Question

Four friends analyzed the system of equations 6y=(2/3) x+5 and 6y−(1/2)x=5. Remy, Viola, Burke, and Florence each reached a different conclusion about the system of equations.

Which friend analyzed the system correctly and drew the correct conclusion?
A) Viola noticed that each equation has the same slope but a different y-intercept, so she concluded that the system has no solution.
B) Remy noticed that there are two equations and two unknowns, and that each equation has a different slope, so she concluded that the system probably has at least one solution.
C) Burke noticed that each equation has the same slope and same y-intercept, so she concluded that there must be infinitely many solutions.
D) Florence noticed that the system has the same number of unknowns and equations, so she concluded that the system must have at least one solution.

Answer 1

Remy made the correct conclusion regarding the system of equations by identifying that each equation has a different slope and therefore, the system has exactly one solution.

Step-by-step explanation:

The student asked which friend analyzed the system of equations correctly. The two given equations are 6y=(2/3)x+5 and 6y−(1/2)x=5. To determine the correct conclusion, we need to analyze the slope and y-intercept of each line.

Let's rewrite the equations in the slope-intercept form y=mx+b to clearly see the slope (m) and the y-intercept (b):

• For the first equation, y=((2/3)/6)x + (5/6) which simplifies to y=(1/9)x + (5/6)
• For the second equation, y=((1/2)/6)x + (5/6) which simplifies to y=(1/12)x + (5/6)

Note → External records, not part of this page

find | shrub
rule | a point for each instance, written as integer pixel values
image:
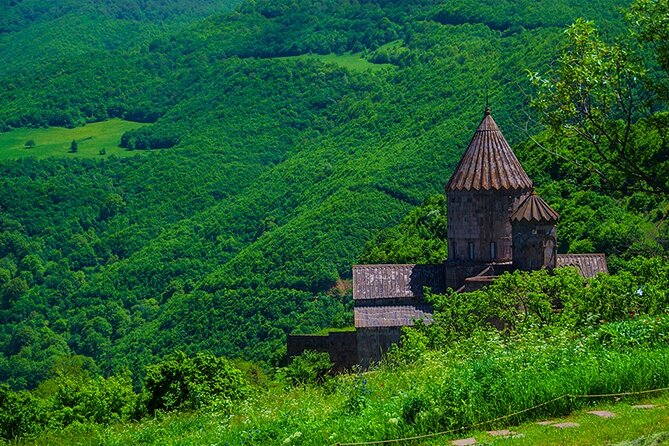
(180, 382)
(310, 367)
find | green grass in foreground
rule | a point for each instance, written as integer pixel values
(628, 425)
(626, 428)
(55, 141)
(352, 61)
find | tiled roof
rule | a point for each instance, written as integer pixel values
(534, 208)
(391, 315)
(588, 264)
(396, 281)
(488, 163)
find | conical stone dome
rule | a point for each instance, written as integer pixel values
(488, 163)
(534, 209)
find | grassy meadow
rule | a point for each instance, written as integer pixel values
(351, 61)
(55, 141)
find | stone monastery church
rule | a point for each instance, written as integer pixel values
(496, 223)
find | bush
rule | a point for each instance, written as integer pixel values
(180, 382)
(310, 367)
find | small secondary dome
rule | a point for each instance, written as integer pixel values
(534, 208)
(489, 163)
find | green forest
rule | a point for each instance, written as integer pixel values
(267, 146)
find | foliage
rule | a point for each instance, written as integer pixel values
(184, 383)
(310, 367)
(607, 96)
(419, 238)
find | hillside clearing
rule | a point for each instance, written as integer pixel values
(55, 141)
(351, 61)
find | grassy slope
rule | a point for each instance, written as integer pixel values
(55, 141)
(204, 429)
(351, 61)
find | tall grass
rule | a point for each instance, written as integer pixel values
(485, 377)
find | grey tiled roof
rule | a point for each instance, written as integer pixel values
(396, 281)
(588, 264)
(534, 208)
(489, 163)
(391, 315)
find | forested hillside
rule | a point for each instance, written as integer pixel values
(268, 172)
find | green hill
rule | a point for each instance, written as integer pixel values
(285, 153)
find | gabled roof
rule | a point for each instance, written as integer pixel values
(534, 208)
(488, 163)
(587, 264)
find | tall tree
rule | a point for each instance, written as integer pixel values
(610, 98)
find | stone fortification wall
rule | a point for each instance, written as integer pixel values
(341, 346)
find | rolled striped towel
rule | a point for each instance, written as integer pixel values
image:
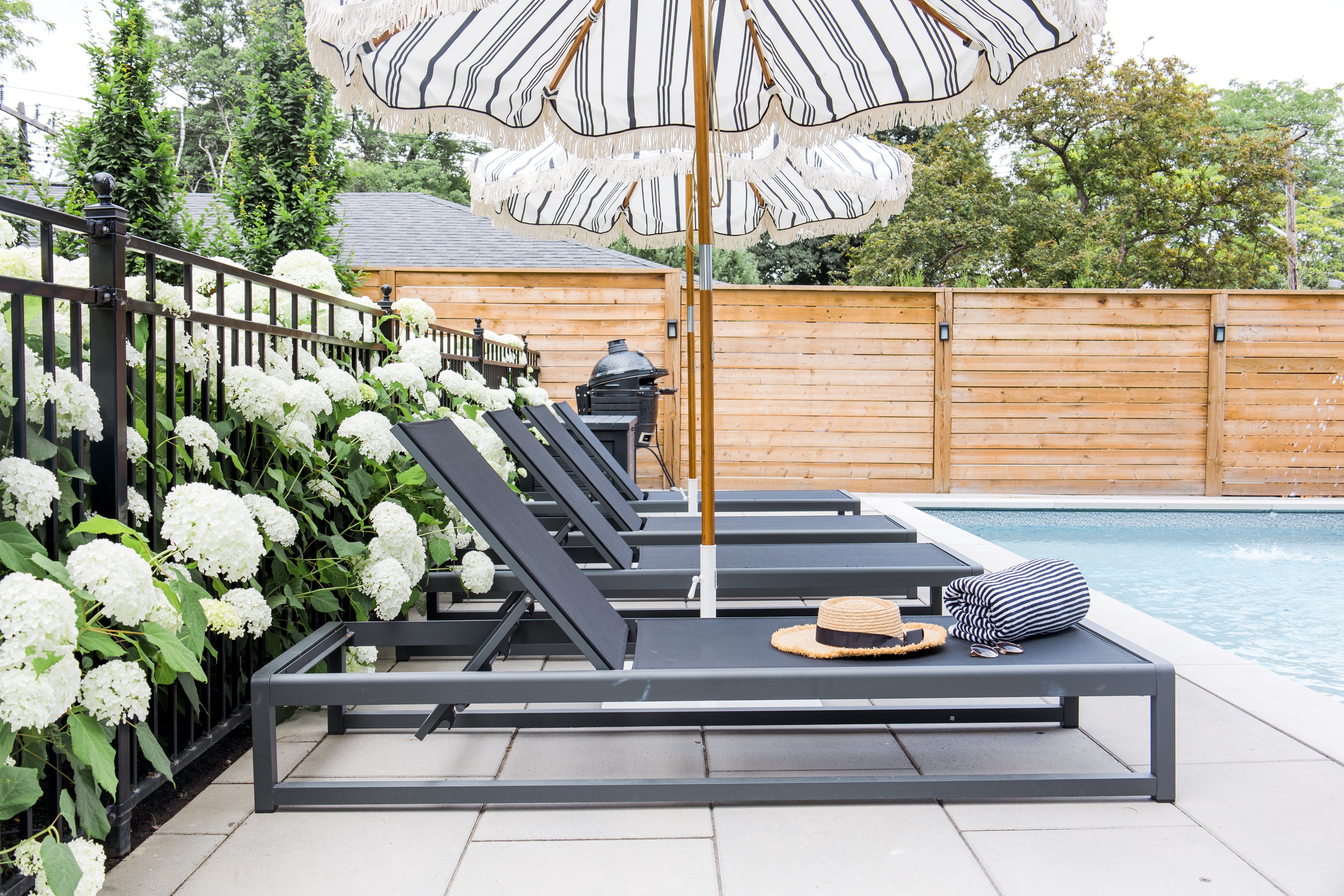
(1030, 598)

Now we see that the slopes of both the equations are different, (1/9) ≠ (1/12), and they have the same y-intercept (5/6). Therefore, these two lines intersect at only one point and the system has exactly one solution. The correct conclusion is made by Remy: there are two equations and two unknowns, and each equation has a different slope, so she concluded that the system probably has at least one solution.